Insurance companies are staffed by individuals who make mistakes just like the rest of us, so it is important to make sure that you are not a victim of such a mistake when it comes time to pay your healthcare provider. If you receive notice from your insurer that a claim will be paid, make sure the payment amount matches the amount due on your invoice. It is much easier to correct a miscalculated payment on the front end rather than trying to unravel what happened after submitting an incorrect payment amount.
Healthcare providers often enforce hefty penalties for late payments, which is why you need to make sure your invoices are paid on time even if they are paid in full. Many people presume all is well when they get word that a claim will be paid, but late payments can cause substantial headaches. Insurers typically meet payment deadlines, but not always, so keep close tabs on what bills you owe and when they are due so you can guard against related penalties.
Insurance customers regularly abandon any hope of getting their claim paid when they receive an Explanation of Benefits (EOB) form that says their policy will not cover a submitted invoice. What many people do not know is that an EOB denial does not always mean a claim ultimately will be denied. While the EOB presents the insurers reasoning for denying your claim, it is possible that your lawyer or a judge and jury may view things differently. In many instances, claims that initially were denied are later paid after an insurer is presented with a cogent argument in support of paying the claim.

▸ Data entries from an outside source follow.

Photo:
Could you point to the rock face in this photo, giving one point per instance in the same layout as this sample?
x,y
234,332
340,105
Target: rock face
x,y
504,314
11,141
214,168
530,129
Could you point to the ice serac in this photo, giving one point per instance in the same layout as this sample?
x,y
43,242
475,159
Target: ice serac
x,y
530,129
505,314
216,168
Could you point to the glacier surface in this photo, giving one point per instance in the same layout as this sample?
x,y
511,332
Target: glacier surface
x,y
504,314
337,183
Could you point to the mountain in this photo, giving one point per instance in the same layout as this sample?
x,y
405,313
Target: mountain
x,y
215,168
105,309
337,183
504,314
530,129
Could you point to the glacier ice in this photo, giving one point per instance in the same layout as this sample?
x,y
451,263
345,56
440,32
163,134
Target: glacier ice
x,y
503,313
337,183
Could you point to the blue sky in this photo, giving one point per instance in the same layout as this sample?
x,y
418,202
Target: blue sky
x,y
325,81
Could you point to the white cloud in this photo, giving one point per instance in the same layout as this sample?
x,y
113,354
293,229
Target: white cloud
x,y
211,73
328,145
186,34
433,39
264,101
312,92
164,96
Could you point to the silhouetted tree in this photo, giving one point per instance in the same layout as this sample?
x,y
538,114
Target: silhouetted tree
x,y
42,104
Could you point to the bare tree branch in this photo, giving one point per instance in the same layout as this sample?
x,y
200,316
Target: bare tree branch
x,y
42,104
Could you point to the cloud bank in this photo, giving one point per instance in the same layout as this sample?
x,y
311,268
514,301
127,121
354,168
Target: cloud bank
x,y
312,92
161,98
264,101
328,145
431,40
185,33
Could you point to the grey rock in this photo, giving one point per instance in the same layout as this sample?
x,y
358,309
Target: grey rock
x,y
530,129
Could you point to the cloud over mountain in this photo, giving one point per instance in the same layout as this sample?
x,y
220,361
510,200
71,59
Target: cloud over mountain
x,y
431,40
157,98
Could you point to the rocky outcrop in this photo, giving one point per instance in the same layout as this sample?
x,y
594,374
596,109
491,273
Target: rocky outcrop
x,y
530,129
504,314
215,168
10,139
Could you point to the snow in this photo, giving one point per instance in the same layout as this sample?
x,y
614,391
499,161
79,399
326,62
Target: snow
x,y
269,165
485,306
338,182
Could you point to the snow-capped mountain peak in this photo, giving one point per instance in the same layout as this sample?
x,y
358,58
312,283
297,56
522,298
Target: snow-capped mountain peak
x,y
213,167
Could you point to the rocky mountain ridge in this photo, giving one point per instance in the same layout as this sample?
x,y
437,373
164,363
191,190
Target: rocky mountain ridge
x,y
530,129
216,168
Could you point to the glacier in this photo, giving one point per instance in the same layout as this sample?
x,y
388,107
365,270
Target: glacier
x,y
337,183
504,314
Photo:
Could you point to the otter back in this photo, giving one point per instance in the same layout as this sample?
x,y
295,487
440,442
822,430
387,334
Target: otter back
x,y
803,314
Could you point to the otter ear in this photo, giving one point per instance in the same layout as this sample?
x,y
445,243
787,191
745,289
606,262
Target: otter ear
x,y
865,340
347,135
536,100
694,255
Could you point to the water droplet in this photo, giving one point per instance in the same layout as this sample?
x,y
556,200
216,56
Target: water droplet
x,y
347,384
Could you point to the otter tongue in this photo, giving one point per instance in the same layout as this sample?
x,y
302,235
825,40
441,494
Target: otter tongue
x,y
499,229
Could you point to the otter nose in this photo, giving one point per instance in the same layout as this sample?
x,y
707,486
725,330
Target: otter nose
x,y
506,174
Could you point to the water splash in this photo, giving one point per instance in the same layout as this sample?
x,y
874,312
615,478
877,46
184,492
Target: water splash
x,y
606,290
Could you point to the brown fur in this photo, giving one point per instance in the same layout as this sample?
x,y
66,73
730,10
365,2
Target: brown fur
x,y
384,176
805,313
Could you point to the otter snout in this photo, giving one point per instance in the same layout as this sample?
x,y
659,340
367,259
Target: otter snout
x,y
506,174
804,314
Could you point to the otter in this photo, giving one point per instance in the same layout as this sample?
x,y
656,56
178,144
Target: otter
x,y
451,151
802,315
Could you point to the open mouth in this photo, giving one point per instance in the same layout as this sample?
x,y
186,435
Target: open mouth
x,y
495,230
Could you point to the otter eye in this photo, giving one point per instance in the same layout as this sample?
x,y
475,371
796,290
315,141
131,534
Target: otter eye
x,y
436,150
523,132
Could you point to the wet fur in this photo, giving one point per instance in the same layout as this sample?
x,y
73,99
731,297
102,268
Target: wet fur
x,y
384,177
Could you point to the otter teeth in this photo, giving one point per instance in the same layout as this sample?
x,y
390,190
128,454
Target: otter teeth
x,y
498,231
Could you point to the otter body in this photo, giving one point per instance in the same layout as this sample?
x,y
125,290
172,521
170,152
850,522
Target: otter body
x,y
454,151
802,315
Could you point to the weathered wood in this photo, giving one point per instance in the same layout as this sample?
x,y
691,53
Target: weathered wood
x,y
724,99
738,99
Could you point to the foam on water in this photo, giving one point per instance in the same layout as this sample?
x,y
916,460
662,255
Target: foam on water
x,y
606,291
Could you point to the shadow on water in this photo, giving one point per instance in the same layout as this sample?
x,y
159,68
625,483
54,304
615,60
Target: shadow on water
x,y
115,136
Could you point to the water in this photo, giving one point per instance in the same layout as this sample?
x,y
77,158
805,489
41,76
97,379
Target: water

Insurance companies are known for rejecting or reducing payments on health care claims by deeming that the services are not “usual, reasonable and customary.” The end result is that your healthcare provider may look to you to satisfy the balance of an invoice that you thought would have been paid in full by the insurance company. If you receive this language on an EOB form, do not simply accept your insurer’s reasoning as accurate. Contact your healthcare provider and determine if they will write off the balance, and if not, you can challenge the insurance company’s decision.
Both insurance companies and health care providers are afraid of lawsuits, which is why most patients typically are asked to sign a release or waiver of claims before being discharged from the hospital or doctor’s office. Although there are instances in our legal system where releases or waivers have been found to be invalid, there are no guarantees if you sign on the dotted line. It is also worth noting that a signed release can be presented as evidence against you in court. The best advice for anyone who has been asked to sign a release or waiver is for them to contact an attorney before putting a pen to paper.
When a health insurance claim is denied or delayed, it only adds to the existing problems for customers. That is why it is so important to know what your policy covers and the steps you can take to help get your claim paid. A denied claim is not always the final word. By asking the right questions, providing the correct information and consulting a lawyer before signing any type of waiver, you can greatly increase the chances of getting the most benefit from your health insurance coverage.